Most everyone that’s been in charge of designing a large database has recommended this to me as a good summary of how to think about the structure a data warehouse.
It teaches the Kimball method - you might notice that’s one of the authors' surnames. So if you’ve come across terminology such as ‘type 2 slowly changing dimension’ or the facts and dimensions used in dimensional modelling et al. then it’s very possible that your interlocutor has read this tome.
Whilst I’m more an analyst than an engineer, I have dabbled in the latter and this book will be good guidance on how to think things through going forward.

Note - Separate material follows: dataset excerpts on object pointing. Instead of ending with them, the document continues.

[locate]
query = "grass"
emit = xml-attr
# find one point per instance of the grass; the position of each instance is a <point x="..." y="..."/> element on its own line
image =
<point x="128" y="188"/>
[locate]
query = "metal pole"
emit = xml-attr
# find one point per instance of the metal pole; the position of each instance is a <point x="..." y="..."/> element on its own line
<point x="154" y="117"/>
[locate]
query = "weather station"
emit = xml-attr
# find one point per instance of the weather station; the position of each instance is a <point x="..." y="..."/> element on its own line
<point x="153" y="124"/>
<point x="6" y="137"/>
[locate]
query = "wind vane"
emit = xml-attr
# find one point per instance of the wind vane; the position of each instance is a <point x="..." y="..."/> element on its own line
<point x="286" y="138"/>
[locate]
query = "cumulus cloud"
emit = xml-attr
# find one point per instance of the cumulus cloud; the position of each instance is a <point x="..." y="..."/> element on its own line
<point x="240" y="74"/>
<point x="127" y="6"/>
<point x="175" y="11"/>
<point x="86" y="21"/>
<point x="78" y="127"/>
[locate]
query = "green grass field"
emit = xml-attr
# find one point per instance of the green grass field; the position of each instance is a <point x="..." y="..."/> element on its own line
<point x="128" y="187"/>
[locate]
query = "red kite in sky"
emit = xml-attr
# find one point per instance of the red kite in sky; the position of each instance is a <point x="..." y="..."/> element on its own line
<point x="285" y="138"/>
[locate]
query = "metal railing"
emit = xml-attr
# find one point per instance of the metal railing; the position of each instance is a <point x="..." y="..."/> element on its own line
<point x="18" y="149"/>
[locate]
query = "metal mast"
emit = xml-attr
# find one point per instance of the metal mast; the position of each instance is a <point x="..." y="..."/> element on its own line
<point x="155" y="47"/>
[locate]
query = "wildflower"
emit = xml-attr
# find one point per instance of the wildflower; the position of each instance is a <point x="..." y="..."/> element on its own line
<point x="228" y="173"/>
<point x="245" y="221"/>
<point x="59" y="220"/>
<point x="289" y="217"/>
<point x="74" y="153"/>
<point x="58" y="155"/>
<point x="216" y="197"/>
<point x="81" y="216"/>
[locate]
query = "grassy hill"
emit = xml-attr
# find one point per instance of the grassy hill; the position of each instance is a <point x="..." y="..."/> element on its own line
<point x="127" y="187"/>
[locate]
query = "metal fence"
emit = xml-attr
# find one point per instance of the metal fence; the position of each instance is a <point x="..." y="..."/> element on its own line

A key aspect, and one I’m grateful for, is to focus on making the data easy to understand and analyse in downstream tools, even if it requires substantially more effort - both technical and diplomatic - up front.
It’s been helpful to me to understand why systems I use are set up like they are - e.g. a distinct absence of using null value where I’d initially thought it’d make sense to use them. It’s also a refresher on basic patterns one can use to enable common analysis requirements like ‘how many times has this value changed over time?’ or ‘what would the results look like if they were remapped to the historical structure of the organisation?’
It’s written rather prescriptively - follow this rule or regret it forever! I have been told by practitioners that sometimes it’s necessary, or at least preferable, to break the occasional rule in reality but that their recommendations are good ones for the majority of the time.
It’s also organised slightly confusingly in that most of it is divided up into chapters seemingly aimed at various specific business applications e.g. e-commerce or insurance. But they’re at pains to say that you shouldn’t just read the one that’s most similar to your organisation or the task you’re trying to accomplish as you’ll not understand it fully without all the context provided in the earlier chapters that from their title don’t seem relevant to you. So I’m not entirely certain why they structured it like that in the first place.
But that aside, it’s invaluable reading for anyone designing databases or using other people’s databases that are designed this way.